Gente, liberdade é isso e eu poderia morrer pelo direito que você tem de discordar de mim. Saibamos divergir sem denegrir. Alguns são predestinistas, outros não. Isso faz dele inimigo? Um diz que Deus tem que ser um exímio conhecedor e o outro diz que Ele abre mão deste conhecimento pelo privilégio de relacionamento. Aí passam a apontar os defeitos de uma ou outra teoria. Um acha que ganha por mostrar um maior numero de versículos (veja eu tenho 337 versículos que provam que Deus é Onipotente e eu mostro a você mais 413 onde posso mostrar ao contrário). Não é assim que se faz Teologia, Cristianismo, Homens e Mulheres de caráter.

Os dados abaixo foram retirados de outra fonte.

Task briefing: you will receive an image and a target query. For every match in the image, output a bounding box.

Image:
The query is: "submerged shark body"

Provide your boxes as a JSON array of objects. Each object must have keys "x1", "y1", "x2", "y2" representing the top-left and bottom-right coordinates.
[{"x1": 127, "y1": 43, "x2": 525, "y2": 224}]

A maioria dos seminários não ensina, e nem tem interesse em ensinar os valores deixados por Jesus. Alguns acham que o seminário é igreja, e, portanto, não pode haver discussão com equilíbrio. Dão uma lista de versículos a serem decorados, e pronto! Ao contrário, seminário é lugar de formação de pensadores. Pessoas que pensam, refletem. É assim, pelo menos, que faço em minhas aulas e o resultado é bem melhor do que o oposto.

Em quê temos sido diferentes dos Sacerdotes que mataram Jesus? O que é o Evangelho?Evangelho é saber se a pessoa está sendo transformada por Deus.

Como você trata quem não pode beneficiá-lo de volta ou aqueles que discordam de você? Como você trata aqueles que têm sido maltratados pelos outros?

Se você quiser saber verdadeiramente se algo é de Deus ou do Diabo pergunte qual é o verdadeiro propósito do que está sendo feito.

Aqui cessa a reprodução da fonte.